LLM-based Distributed Code Generation and Cost-Efficient Execution in the Cloud
Publication Date: 4/6/2025
Event: The Sixteenth International Conference on Cloud Computing, GRIDs, and Virtualization (Cloud Computing 2025)
Reference: pp. 114-121, 2025
Authors: Kunal Rao, NEC Laboratories America, Inc.; Giuseppe Coviello, NEC Laboratories America, Inc.; Gennaro Mellone, NEC Laboratories America, Inc., University of Napoli Parthenope; Ciro Giuseppe De Vita, NEC Laboratories America, Inc., University of Napoli Parthenope; Srimat T. Chakradhar, NEC Laboratories America, Inc.
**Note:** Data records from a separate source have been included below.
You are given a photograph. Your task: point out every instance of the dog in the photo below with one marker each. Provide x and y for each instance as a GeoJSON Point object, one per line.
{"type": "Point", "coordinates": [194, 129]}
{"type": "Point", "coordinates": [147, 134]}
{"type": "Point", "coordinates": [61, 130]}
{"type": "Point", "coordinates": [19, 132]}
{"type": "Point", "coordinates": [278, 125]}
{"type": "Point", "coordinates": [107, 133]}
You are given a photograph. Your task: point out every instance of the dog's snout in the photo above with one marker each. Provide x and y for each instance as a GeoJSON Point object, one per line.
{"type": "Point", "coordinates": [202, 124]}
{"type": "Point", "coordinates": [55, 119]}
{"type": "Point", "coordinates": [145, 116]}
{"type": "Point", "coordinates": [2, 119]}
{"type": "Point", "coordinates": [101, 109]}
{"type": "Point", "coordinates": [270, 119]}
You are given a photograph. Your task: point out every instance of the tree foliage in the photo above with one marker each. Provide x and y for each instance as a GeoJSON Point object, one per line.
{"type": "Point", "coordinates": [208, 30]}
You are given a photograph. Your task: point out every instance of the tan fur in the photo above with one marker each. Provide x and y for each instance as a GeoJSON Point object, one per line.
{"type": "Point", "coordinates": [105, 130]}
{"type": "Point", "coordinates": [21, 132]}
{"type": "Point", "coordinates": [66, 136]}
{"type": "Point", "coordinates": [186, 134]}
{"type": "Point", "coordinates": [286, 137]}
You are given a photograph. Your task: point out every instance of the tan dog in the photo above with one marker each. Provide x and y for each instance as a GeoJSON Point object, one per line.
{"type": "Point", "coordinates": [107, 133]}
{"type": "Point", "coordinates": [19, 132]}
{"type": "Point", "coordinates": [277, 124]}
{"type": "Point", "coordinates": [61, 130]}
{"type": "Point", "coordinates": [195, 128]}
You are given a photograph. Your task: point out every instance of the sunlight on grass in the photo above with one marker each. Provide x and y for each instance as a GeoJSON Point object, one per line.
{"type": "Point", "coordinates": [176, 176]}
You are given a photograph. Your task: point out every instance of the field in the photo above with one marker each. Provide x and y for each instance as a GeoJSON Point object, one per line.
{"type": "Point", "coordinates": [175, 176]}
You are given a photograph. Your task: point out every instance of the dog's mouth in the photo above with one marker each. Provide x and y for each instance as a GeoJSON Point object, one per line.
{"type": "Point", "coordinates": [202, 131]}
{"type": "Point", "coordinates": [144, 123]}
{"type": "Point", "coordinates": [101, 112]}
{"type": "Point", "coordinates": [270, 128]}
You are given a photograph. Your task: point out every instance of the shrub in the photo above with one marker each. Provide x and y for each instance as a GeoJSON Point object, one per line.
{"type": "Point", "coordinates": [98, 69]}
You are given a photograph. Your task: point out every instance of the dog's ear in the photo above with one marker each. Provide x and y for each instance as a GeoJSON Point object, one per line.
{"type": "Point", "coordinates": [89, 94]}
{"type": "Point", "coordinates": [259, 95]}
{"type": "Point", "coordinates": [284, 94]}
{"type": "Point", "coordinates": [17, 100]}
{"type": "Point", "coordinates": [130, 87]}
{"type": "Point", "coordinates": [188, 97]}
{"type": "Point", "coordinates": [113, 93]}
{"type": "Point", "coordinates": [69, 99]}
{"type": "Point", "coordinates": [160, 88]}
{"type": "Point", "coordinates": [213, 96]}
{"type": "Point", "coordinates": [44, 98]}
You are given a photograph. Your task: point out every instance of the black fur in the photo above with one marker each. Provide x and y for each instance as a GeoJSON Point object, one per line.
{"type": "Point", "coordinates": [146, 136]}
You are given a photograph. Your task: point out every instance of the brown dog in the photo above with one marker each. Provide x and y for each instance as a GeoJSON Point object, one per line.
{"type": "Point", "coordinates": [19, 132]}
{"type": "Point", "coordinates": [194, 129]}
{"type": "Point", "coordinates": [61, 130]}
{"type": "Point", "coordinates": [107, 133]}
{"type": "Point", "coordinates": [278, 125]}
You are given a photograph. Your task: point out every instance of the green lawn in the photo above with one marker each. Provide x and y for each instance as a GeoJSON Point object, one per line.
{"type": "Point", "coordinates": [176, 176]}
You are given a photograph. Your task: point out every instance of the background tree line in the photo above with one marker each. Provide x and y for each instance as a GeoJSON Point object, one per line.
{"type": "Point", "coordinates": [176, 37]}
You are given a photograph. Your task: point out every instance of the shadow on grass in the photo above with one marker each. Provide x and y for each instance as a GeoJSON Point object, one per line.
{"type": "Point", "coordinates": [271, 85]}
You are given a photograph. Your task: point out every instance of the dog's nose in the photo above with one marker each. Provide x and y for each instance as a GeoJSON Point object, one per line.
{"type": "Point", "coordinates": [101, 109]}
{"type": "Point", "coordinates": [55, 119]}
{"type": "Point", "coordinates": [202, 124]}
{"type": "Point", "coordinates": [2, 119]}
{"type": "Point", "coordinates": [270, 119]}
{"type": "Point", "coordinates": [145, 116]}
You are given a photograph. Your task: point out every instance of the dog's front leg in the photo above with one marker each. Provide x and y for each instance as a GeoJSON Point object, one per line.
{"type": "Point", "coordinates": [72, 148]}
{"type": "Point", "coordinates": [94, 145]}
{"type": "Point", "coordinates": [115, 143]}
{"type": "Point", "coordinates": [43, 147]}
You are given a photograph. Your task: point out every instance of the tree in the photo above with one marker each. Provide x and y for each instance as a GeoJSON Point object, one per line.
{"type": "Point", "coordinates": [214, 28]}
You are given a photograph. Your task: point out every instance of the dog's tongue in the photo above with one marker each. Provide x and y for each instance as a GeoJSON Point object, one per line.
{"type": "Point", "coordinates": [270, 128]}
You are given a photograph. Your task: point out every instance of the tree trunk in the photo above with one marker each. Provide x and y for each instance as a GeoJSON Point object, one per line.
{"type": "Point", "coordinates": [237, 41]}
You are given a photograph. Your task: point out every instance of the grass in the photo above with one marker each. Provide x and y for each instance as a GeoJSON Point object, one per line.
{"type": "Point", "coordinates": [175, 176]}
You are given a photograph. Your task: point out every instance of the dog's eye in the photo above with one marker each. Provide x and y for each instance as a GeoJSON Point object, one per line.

Abstract: The advancement of Generative Artificial Intelligence (AI), particularly Large Language Models (LLMs), is reshaping the software industry by automating code generation. Many LLM-driven distributed processing systems rely on serial code generation constrained by predefined libraries, limiting flexibility and adaptability. While some approaches enhance performance through parallel execution or optimize edge-cloud distributed processing for specific domains, they often overlook the cost implications of deployment, restricting scalability and economic feasibility across diverse cloud environments. This paper presents DiCE-C, a system that eliminates these constraints by starting directly from a natural language query. DiCE-C dynamically identifies available tools at runtime, programmatically refines LLM prompts, and employs a stepwise approachfirst generating serial code and then transforming it into distributed code. This adaptive methodology enables efficient distributed execution without dependence on specific libraries. By leveraging high-level parallelism at the Application Programming Interface (API) level and managing API execution as services within a Kubernetes-based runtime, DiCE-C reduces idle GPU time and facilitates the use of smaller, cost-effective GPU instances. Experiments with a vision-based insurance application demonstrate that DiCE-C reduces cloud operational costs by up to 72% when using smaller GPUs (A6000 and A4000 GPU machines vs. A100 GPU machine) and by 32% when using identical GPUs (A100 GPU machines). This flexible and cost-efficient approach makes DiCE-C a scalable solution for deploying LLM-generated vision applications in cloud environments.